Sen. Tom Carper (D-DE) introduced a bill on Tuesday that would make Washington, D.C., the 51st U.S. state, according to The Independent.
The legislation, S. 51, is called the DC Admissions Act, and, if passed, would make Washington DC a full fledged state.
Many of the more than 700,000 residents of Washington DC have long argued for their statehood, as they pay taxes but do not have representation in the Senate. and only a non-voting Congressperson in the House.
While Democrats traditionally have supported D.C. statehood, particularly given that the district is heavily Democratic, Republicans generally oppose the move for the same reason.
Carper said in a statement: “This isn’t a Republican or Democratic issue; it’s an American issue because the lack of fair representation for D.C. residents is clearly inconsistent with the values on which this country was founded.”
The Independent reported that the bill was first introduced in 2013 but has been tabled ever since.
CBS News noted that Carper’s legislation is a companion bill to a D.C. statehood bill the House passed last year. The outlet also reported that Carper’s bill “has 38 cosponsors in the Senate, including Senate Majority Leader Chuck Schumer,” and President Joe Biden said during his campaign that he would support the measure.
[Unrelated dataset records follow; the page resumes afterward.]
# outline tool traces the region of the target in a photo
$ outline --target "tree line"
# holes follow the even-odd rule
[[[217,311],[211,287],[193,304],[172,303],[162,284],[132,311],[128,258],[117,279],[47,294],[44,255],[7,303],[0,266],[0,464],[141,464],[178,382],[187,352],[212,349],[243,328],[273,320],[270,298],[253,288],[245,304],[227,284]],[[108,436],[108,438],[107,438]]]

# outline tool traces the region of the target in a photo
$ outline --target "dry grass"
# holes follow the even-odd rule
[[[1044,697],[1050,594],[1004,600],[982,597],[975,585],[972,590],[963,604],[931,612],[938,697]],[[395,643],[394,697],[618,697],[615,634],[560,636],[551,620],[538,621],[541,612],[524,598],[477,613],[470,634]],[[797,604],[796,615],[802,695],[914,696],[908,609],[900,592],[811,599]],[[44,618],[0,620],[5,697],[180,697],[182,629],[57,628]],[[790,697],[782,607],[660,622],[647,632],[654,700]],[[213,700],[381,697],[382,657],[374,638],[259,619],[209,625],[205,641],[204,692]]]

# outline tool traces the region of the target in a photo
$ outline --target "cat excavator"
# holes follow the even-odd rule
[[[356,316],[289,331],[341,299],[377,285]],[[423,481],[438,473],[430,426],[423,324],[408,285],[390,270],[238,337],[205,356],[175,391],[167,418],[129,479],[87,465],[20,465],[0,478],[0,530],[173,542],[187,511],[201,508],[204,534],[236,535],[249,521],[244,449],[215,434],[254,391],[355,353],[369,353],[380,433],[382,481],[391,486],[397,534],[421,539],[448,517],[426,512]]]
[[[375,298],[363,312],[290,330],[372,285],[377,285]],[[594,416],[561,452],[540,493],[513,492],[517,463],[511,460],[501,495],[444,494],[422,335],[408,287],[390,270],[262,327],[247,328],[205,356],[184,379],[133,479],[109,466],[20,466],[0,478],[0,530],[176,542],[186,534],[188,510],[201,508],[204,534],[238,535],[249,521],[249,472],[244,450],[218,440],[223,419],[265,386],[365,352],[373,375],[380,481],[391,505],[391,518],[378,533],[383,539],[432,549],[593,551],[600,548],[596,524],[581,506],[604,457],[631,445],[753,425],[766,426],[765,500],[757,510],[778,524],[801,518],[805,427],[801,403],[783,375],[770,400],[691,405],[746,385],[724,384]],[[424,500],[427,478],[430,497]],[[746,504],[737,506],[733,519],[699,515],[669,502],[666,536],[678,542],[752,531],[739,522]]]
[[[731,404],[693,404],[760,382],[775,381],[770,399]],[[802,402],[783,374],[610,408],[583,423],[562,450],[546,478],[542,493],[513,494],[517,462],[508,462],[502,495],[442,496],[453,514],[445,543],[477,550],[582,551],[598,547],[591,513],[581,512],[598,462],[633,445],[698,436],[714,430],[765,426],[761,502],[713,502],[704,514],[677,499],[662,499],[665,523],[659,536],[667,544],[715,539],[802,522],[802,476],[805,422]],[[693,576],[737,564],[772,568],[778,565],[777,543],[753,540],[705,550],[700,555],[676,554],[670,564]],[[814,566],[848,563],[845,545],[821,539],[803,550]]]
However, it is unlikely the bill will go anywhere unless Senate Democrats eliminate the filibuster, which CBS noted is “the procedure that allows senators to block legislation requiring 60 votes to end debate.”
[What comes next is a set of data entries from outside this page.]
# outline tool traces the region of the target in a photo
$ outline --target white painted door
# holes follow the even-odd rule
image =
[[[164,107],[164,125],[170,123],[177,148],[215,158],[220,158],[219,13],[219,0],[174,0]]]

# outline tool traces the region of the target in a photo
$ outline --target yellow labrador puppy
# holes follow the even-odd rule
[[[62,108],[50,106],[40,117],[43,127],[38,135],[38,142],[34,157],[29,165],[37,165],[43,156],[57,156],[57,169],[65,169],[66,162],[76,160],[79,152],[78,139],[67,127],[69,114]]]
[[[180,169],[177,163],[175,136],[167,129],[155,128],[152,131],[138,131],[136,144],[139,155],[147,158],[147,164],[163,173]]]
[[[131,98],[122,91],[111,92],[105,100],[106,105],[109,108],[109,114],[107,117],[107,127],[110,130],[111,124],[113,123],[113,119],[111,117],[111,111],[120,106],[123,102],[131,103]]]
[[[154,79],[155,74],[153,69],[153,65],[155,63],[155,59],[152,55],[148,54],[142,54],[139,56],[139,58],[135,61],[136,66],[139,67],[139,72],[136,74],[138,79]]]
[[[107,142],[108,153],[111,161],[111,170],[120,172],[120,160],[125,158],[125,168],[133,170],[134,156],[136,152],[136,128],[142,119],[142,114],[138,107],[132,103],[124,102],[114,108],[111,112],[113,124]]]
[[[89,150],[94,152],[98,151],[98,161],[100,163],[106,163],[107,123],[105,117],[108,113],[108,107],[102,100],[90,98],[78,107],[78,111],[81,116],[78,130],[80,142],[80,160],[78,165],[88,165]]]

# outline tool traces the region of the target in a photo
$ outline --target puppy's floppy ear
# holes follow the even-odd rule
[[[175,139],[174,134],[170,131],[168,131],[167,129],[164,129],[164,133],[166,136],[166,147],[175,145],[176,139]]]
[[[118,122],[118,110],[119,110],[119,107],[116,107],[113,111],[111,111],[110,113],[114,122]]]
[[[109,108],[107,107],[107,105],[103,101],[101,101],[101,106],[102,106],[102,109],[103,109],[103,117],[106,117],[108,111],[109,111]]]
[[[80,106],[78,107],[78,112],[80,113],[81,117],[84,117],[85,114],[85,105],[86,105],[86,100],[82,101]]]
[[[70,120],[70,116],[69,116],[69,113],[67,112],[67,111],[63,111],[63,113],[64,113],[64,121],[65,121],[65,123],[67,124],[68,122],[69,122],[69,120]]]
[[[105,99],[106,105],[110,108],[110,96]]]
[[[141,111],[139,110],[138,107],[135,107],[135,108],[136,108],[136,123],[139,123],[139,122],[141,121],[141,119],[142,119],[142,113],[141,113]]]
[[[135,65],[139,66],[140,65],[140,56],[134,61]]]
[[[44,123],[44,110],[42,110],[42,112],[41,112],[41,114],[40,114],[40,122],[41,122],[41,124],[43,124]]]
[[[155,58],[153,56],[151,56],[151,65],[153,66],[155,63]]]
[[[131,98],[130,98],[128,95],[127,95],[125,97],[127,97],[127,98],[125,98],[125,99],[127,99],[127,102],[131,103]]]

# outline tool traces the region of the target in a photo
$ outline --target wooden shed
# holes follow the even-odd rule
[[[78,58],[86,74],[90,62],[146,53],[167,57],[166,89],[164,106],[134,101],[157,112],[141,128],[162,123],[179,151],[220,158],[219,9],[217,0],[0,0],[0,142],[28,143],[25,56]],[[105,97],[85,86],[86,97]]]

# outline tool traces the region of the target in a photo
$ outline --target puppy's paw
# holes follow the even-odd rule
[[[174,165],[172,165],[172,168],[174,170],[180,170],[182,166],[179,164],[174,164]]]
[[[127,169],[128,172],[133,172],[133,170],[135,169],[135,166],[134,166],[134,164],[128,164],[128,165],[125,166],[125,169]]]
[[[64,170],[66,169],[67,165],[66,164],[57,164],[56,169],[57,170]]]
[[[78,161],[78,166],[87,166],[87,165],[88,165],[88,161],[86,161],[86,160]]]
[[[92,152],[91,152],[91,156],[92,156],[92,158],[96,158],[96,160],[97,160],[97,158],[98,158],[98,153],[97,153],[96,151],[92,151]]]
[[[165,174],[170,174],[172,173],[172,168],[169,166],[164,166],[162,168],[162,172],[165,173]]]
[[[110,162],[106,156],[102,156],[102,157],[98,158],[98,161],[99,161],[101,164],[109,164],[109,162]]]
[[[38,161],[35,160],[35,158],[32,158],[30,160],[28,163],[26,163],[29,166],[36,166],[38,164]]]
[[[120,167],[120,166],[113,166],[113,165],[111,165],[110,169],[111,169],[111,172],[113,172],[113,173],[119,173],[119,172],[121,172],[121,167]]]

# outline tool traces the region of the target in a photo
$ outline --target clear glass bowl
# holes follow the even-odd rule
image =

If only a simple majority was required to end debate, this argument goes, then the Senate could approve D.C. statehood with only 51 votes.
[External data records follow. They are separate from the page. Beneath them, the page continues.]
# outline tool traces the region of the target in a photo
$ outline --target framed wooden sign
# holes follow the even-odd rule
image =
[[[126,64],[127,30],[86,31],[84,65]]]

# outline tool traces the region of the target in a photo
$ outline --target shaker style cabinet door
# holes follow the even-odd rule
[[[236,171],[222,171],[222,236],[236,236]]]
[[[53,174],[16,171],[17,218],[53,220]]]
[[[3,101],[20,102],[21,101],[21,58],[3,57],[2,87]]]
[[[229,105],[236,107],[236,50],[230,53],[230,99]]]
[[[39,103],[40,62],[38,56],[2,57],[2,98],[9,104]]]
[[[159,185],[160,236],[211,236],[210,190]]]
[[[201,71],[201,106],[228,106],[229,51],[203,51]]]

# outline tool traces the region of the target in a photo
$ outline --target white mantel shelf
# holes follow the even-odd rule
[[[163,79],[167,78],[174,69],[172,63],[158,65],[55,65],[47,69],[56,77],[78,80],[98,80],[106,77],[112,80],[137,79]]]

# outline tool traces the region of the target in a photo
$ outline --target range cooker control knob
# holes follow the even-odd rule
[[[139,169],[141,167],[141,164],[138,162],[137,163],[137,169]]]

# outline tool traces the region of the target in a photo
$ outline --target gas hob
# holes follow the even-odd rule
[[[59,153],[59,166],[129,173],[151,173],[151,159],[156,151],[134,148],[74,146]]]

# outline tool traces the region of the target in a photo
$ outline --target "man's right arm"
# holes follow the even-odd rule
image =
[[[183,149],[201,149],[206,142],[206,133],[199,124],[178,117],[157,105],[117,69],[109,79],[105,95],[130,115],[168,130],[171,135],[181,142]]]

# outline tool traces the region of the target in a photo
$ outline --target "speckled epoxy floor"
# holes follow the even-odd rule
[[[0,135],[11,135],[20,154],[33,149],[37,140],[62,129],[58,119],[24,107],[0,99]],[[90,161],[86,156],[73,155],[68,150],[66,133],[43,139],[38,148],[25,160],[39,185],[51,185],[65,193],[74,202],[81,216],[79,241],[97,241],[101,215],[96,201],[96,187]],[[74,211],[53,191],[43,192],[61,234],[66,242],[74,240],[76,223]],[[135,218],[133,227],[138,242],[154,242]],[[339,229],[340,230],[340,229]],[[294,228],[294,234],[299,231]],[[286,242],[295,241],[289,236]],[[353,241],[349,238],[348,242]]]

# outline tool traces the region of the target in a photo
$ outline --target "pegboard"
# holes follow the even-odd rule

However, at least two Democrats — Senators Joe Manchin and Kyrsten Sinema — have expressed opposition to ending the filibuster. There would need to be a simple majority vote to eliminate the filibuster, meaning that all 50 Democratic senators would have to be on board. Manchin in particular has been vocal in his opposition to eliminating the filibuster, a position that was affirmed by a spokesperson in a statement to CBS News.
“Unless all Democrats are willing to eliminate the filibuster, the bid for D.C. statehood is likely to be dead on arrival in the Senate, as it has been for the past several years,” CBS concluded.